Programs like Alteryx have opened up the world of ETL to other people besides programmers and have made it possible for people with a lot of domain knowledge to start exploring their data.
One of the things that Alteryx has done, besides giving you some basic tools like Select and Join, is give “catch-all”-tools like Cleansing and Auto-Field. These tools are easily implemented by people who might not know which data type would be best suited for their data.
We’ve always told our clients to be careful with tools like Auto-Field because they might give unexpected results due to data errors but discounting these situations:
Can or should these training wheel tools still be used by more experienced users?
We’ve already read multiple topics and murmurings of more experienced users, letting others know that the Cleansing Tool isn’t as efficient as it could (link) be but how much is it really costing in terms of time? To figure that out, we’ve set up “The Experiment”.
Preparing The Experiment
We’ve taken a clean dataset consisting of 34.959.672 rows and 6 columns
Using a Random Sample Tool, we’ve taken 20% of the set and had the Multi-Field Formula Tool make a mess of it for us :
IF (rand()*10)<2 then null() else [CurrentField] endif
This randomly introduced the needed nulls in our data that the flow had to clean up. After this, we’ve re-unioned the data back onto the entire set, giving us 41.951.606 records to work through.
But to make it a bit more obvious I used the Append Tool to blow this dataset up to 839.032.120 rows and 8 columns.
After Caching our Preparations to account for the randomness in this build, we can finally start our flow with the data :
Year | Age | Ethnic | Sex | Area | count | Extra String | Extra Int |
2018 | 0 | [NULL] | 1 | 1 | 795 | yes | 1 |
2018 | 0 | 1 | 1 | 1 | 795 | yes | [NULL] |
2018 | 0 | 1 | 1 | 1 | [NULL] | yes | 3 |
The Contenders
The Challenge consist of 2 challenging teams :
– The Training wheels, consisting of the Auto-field toolset on all of the columns and a Cleansing tool, set up to exchange nulls for either empty strings or 0’s.

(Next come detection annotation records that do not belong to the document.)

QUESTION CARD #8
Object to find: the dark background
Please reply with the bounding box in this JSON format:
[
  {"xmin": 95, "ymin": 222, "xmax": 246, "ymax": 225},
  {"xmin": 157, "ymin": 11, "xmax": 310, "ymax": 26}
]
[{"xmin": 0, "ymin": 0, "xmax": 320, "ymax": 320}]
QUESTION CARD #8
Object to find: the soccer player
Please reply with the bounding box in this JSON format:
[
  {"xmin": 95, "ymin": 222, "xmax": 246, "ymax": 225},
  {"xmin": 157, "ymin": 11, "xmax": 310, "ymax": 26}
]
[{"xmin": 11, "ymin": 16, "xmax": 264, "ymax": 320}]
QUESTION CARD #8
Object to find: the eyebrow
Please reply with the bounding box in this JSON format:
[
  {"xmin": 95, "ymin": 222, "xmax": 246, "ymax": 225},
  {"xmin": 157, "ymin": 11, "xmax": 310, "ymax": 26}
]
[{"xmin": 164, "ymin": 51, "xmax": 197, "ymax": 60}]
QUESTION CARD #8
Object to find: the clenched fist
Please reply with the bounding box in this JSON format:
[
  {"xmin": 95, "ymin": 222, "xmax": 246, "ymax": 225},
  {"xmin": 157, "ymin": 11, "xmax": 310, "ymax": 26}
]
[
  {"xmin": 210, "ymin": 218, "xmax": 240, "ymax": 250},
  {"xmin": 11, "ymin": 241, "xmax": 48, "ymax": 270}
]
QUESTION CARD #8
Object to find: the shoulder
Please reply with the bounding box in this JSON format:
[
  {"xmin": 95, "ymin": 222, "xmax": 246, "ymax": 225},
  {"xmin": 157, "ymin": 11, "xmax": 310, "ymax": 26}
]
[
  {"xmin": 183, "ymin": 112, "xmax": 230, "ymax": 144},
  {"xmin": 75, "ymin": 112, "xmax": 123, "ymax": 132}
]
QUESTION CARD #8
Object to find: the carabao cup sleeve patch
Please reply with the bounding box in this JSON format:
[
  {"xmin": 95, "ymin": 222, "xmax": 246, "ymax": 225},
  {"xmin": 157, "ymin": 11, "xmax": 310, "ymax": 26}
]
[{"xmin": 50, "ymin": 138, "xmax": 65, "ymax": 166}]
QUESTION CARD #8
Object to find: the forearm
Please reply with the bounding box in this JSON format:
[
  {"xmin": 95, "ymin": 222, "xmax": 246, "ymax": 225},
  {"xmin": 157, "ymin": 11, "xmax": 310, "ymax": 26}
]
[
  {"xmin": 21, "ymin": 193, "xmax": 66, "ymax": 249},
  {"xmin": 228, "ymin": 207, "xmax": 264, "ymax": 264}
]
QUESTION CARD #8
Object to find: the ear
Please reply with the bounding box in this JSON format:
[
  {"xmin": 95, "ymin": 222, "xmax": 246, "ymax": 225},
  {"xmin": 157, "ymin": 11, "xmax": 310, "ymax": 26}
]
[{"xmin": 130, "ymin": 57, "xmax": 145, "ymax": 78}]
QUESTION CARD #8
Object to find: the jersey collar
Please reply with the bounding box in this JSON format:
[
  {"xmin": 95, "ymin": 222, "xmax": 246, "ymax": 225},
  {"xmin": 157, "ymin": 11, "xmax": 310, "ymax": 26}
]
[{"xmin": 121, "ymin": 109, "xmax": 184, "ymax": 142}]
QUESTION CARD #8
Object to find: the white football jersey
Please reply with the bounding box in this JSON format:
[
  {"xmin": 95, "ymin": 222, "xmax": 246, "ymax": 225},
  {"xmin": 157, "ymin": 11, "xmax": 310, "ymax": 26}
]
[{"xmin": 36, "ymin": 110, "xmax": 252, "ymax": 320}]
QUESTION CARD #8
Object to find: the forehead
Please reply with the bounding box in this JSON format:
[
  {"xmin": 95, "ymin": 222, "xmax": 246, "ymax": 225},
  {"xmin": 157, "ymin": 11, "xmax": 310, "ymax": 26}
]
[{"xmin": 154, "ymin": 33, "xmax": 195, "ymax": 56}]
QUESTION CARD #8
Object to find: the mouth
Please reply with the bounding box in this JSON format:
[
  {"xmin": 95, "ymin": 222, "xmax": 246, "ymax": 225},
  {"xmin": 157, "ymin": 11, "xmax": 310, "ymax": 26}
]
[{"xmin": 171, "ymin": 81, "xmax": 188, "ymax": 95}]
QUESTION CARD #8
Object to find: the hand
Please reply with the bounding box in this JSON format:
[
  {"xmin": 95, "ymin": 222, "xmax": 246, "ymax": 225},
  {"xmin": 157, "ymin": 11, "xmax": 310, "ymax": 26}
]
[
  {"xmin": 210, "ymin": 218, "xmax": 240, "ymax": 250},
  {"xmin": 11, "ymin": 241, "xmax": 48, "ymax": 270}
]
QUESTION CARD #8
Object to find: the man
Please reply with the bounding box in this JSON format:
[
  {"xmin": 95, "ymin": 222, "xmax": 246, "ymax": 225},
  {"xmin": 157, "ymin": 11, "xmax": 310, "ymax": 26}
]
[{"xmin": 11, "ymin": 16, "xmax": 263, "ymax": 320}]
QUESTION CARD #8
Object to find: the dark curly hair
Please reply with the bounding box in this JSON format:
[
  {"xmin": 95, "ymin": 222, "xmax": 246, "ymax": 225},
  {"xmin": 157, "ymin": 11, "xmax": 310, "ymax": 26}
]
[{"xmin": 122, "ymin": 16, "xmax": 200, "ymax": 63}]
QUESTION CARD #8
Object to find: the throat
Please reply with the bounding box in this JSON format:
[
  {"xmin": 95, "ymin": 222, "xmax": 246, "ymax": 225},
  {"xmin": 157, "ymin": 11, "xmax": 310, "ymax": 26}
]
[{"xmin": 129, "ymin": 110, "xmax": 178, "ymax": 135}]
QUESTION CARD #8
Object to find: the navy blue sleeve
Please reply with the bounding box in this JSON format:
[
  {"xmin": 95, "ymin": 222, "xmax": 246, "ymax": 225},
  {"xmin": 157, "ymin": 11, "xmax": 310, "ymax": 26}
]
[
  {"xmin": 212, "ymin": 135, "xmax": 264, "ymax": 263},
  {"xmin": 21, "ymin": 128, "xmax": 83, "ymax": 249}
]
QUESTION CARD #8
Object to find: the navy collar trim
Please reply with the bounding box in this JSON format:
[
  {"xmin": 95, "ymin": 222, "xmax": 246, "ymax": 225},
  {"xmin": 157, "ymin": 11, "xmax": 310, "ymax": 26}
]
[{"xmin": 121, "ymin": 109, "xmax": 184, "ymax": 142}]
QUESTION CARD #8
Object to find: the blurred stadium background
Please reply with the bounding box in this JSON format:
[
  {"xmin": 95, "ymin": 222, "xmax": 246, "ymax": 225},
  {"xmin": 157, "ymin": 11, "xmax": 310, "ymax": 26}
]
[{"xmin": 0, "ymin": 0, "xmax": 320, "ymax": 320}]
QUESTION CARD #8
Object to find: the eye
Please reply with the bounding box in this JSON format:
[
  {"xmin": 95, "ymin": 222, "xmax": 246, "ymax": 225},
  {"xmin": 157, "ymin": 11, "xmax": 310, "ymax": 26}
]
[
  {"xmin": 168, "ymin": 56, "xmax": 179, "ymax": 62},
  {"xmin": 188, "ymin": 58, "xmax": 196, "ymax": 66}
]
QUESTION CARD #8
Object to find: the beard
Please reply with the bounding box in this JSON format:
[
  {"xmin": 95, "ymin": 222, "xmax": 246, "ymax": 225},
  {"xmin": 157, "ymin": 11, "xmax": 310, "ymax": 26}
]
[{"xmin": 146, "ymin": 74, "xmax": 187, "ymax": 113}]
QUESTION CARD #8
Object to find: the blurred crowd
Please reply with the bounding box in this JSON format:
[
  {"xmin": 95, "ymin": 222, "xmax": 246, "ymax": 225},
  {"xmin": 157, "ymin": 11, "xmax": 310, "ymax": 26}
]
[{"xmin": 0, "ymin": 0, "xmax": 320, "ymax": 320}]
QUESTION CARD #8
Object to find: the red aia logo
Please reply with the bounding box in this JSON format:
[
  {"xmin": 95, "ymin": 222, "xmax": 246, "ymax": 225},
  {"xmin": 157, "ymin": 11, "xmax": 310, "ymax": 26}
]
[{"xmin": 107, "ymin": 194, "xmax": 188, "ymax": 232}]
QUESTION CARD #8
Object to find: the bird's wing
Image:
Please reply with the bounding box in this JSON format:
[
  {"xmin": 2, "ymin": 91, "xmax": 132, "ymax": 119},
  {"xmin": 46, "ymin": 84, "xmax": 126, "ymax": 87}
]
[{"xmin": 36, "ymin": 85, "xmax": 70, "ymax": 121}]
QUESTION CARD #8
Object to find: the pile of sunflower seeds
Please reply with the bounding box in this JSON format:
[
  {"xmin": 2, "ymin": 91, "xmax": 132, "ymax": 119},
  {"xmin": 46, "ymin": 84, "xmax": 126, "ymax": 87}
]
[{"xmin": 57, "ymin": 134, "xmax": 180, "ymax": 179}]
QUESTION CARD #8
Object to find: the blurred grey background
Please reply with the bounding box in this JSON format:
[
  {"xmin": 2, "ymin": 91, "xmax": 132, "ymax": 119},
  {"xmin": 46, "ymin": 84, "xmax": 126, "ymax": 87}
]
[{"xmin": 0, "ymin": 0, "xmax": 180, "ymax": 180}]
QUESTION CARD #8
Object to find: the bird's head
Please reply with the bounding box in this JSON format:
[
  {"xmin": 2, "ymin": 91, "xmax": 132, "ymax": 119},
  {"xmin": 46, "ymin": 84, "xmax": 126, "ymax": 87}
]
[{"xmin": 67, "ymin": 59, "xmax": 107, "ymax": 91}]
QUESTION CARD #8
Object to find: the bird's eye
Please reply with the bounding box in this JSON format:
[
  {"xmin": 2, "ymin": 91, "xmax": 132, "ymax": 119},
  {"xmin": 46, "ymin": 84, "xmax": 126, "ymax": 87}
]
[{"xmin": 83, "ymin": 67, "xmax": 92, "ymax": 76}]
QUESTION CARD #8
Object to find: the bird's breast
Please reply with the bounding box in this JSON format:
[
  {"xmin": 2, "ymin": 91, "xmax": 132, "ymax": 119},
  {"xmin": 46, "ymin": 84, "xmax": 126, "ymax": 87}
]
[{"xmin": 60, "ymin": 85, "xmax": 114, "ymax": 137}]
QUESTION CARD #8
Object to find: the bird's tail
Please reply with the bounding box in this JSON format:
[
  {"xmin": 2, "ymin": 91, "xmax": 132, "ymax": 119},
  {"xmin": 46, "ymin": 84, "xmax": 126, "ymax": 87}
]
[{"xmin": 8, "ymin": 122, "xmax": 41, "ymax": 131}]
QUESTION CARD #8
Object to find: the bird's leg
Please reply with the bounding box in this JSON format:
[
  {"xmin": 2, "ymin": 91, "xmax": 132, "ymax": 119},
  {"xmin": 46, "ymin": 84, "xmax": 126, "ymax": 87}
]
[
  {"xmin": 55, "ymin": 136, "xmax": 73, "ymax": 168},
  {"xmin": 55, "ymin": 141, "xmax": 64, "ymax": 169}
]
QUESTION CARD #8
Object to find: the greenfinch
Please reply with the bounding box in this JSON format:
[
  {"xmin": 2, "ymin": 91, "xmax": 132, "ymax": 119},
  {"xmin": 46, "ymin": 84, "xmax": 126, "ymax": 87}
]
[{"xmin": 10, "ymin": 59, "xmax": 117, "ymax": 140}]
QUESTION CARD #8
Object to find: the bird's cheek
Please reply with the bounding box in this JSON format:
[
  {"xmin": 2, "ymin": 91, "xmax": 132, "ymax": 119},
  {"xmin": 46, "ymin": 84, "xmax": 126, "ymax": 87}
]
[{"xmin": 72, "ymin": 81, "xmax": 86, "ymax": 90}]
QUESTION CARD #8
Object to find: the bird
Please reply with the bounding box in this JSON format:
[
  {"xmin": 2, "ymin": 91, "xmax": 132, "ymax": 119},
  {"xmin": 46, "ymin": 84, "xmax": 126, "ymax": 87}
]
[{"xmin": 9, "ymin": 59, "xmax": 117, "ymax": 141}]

– The “Advanced Approach”, consisting of a Select Tool, is manually set up to change the columns to various Int or Str types. After this, a Formula tool with a calculation for every column consisting of the same type of formula :
IF isnull([FIELD] then "" else [FIELD] ENDIF
The Results
I’ve run the setup twice to filter out any lagging issues and the results are pretty close between the attempts with a pretty surprising twist :
Training wheels: Attempt 1 | Ms | Minutes | Percentage |
Data Cleansing | 2973795 | 49.56325 | 63.58 |
Auto Field | 1583974 | 26.39957 | 33.87 |
Cache | 119379 | 1.98965 | 2.55 |
Finished running in 1:17 hours |
Training wheels: Attempt 2 | ms | minutes | Percentage |
Data Cleansing | 2879006 | 47.98343 | 62.65 |
Auto Field | 1586017 | 26.43362 | 34.51 |
Cache | 130476 | 2.1746 | 2.84 |
Finished running in 1:16 hours |
Both runs are pretty even, taking a total of 1 hour and 16/17 minutes with the Cleansing tool taking up about 2/3 of that time.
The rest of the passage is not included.